In an important recent article, law professor Corinna Barret Lain suggests that the situation in Nevada is typical of what is happening across the country. As she puts it, correction departments have “about as much knowledge of what it takes to perform a medical procedure as your average person on the street…. Knowledge of what drugs to use for lethal injection requires expertise in the field of anesthesiology (or at least pharmacology), and corrections department officials do not have…either.”
Alas, the plan for the Floyd execution proposed by Nevada correction officials is not the first time that they have wanted to employ untested drugs and drug combinations.
Four years ago, they planned to use another drug combination which had never before used in the United States. They wanted to combine fentanyl, the deadly opioid, with a sedative (valium), a muscle relaxant (cisatracurium), and postassium chloride to kill another convicted murdered, Scott Dozier. We cannot know how dangerous this proposal was: Dozier frustrated Nevada’s plan by committing suicide in prison.
In 2006, when Nevada carried out its last execution, it used what was then a standard three-drug combination of the ultra-short-acting barbiturate sodium thiopental, potassium chloride, a paralytic drug, and potassium chloride to stop the heart.
In fact, for every lethal injection during the years between 1982—the year of the first execution by lethal injection in Texas—and 2009, all death penalty states used the same three drug protocol.
However, over the course of the last decade, owing to shortages of some of the standard drugs, the lethal injection paradigm has come apart. Where once states could rely on a standard drug cocktail, they now use a wide variety of drugs and procedures.
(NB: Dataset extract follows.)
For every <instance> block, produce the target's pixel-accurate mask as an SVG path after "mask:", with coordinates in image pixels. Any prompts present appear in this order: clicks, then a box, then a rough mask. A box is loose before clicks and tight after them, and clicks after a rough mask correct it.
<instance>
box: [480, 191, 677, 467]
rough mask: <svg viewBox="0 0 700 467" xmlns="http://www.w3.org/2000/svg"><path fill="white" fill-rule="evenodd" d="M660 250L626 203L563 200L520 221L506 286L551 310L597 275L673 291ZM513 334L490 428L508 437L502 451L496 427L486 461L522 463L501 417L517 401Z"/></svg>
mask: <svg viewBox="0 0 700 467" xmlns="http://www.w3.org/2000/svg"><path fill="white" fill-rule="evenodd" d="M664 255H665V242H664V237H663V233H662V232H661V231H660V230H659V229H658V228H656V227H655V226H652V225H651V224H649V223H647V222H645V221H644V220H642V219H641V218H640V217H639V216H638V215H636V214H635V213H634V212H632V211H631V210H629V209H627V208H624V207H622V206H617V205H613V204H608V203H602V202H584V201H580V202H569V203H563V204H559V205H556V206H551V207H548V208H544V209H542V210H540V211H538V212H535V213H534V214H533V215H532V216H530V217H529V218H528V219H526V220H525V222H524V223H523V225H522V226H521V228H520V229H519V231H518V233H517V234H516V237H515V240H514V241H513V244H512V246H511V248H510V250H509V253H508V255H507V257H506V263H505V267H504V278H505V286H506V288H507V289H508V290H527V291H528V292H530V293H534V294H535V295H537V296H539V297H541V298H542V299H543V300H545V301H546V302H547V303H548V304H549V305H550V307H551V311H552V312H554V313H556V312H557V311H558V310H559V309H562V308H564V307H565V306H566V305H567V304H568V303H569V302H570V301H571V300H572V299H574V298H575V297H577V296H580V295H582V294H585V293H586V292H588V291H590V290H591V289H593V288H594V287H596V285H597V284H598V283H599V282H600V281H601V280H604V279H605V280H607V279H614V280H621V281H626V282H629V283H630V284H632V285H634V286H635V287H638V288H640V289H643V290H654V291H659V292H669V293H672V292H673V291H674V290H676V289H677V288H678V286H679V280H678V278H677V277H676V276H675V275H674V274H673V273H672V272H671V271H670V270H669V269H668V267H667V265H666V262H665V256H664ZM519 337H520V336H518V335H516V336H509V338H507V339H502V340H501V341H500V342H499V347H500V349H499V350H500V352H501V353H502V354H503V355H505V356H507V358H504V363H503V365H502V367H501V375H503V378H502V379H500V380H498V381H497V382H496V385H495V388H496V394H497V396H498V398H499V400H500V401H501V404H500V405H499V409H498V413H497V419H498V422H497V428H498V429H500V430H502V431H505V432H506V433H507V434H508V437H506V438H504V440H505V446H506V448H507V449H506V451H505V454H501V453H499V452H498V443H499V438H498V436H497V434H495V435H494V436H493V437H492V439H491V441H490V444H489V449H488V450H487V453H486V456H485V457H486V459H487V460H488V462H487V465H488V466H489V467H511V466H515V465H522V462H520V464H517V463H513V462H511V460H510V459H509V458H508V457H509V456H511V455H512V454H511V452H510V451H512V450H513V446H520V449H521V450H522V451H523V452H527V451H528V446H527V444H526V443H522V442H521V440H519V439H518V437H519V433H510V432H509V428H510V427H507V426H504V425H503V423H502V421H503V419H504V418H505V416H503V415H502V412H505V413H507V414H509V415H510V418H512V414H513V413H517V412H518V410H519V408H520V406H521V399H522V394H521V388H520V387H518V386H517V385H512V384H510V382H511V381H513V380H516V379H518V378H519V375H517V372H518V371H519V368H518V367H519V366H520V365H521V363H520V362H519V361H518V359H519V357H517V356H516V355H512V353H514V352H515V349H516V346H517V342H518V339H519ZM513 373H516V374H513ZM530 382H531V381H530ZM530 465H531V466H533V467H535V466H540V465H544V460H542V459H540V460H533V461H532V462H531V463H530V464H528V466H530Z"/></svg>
By the end of 2020, death penalty states had used at least ten distinct drug protocols in their executions.
While lethal injection has always been rife with problems, a recent study I and five of my students carried out considered every execution by lethal injection in the last decade. We found that mishaps and botched executions have multiplied. Executions using new drug cocktails are more prolonged and problematic than they have ever been.
Where sedatives like those to be used in the Floyd execution are involved, we found that they take on average twice as long as those carried out with the original, three-drug cocktail. In addition, in more than 1 in 5 of lethal injections using sedative combination protocols, a serious mishap occurred during the execution.
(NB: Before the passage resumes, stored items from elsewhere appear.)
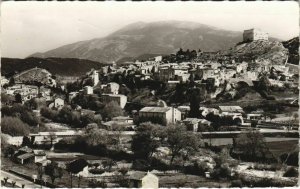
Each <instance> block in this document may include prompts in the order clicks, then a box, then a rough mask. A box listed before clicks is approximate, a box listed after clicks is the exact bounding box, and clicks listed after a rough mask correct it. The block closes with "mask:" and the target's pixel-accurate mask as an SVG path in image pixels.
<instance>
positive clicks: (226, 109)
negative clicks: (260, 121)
mask: <svg viewBox="0 0 300 189" xmlns="http://www.w3.org/2000/svg"><path fill="white" fill-rule="evenodd" d="M219 108H220V110H221V111H223V112H236V111H237V112H243V108H241V107H240V106H219Z"/></svg>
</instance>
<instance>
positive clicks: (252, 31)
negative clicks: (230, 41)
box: [243, 28, 268, 42]
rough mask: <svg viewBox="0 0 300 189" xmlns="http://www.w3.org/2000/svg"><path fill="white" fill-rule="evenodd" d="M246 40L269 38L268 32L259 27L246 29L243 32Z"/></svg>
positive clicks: (267, 39)
mask: <svg viewBox="0 0 300 189" xmlns="http://www.w3.org/2000/svg"><path fill="white" fill-rule="evenodd" d="M243 40H244V42H251V41H258V40H264V41H267V40H268V33H266V32H263V31H261V30H259V29H256V28H252V29H249V30H244V33H243Z"/></svg>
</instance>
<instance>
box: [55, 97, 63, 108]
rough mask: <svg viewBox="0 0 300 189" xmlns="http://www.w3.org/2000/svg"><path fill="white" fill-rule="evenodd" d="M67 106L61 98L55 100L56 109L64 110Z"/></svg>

A 2020 National Public Radio investigation documented similarly disturbing problems. It found signs of pulmonary edema—fluid filling the lungs—in 84 percent of the 216 post-lethal injection autopsies it reviewed. Inmates’ lungs filled while they continued to breathe, which would cause them to feel as if they were drowning and suffocating.
These findings suggest that today’s brand of lethal injection is far cry from the promise of swift, reliable executions made by lethal injection’s proponents more than four decades ago. Instead, experimentation with lethal injection drugs has taken a horrible toll on those who have been subject to it.
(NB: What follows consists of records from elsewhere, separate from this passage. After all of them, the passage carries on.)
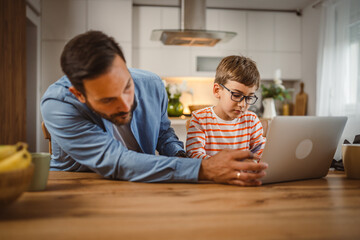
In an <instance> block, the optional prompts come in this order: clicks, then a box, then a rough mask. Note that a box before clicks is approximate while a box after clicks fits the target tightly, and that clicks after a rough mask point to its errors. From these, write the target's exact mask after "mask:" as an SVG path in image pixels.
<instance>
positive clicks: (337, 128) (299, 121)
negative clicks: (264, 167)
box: [260, 116, 347, 184]
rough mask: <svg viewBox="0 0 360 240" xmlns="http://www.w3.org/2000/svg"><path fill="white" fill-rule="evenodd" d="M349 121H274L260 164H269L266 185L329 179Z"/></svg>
mask: <svg viewBox="0 0 360 240" xmlns="http://www.w3.org/2000/svg"><path fill="white" fill-rule="evenodd" d="M346 121H347V117H310V116H309V117H308V116H290V117H275V118H274V119H273V120H272V121H271V124H270V127H269V132H268V134H267V142H266V145H265V149H264V152H263V155H262V158H261V160H260V161H261V162H266V163H268V164H269V167H268V169H267V170H266V176H265V177H264V178H262V179H261V180H262V182H263V184H266V183H276V182H285V181H294V180H303V179H312V178H321V177H324V176H326V175H327V173H328V171H329V167H330V165H331V161H332V159H333V157H334V154H335V151H336V147H337V145H338V142H339V139H340V137H341V134H342V132H343V130H344V127H345V123H346Z"/></svg>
All the while, as Professor Lain notes, legislatures in death penalty states have turned a blind eye and abdicated their responsibilities. And courts, encouraged by a string of troubling Supreme Court decisions, have deferred to the uniformed and unreliable choices of lethal injection drugs made by low level officials in state correctional bureaucracies.
That is why the pending Nevada litigation is so important. Judge Boulware has an opportunity to draw a line in the sand and set a new precedent by saying “no” to America’s increasingly desperate and damaging attempts to keep the machinery of death running.
It is time to stop any state from using those they wish to put to death as human guinea pigs. If states like Nevada cannot ensure that executions are safe, reliable, and humane—and experience shows that they cannot—then they should not be in the execution business at all.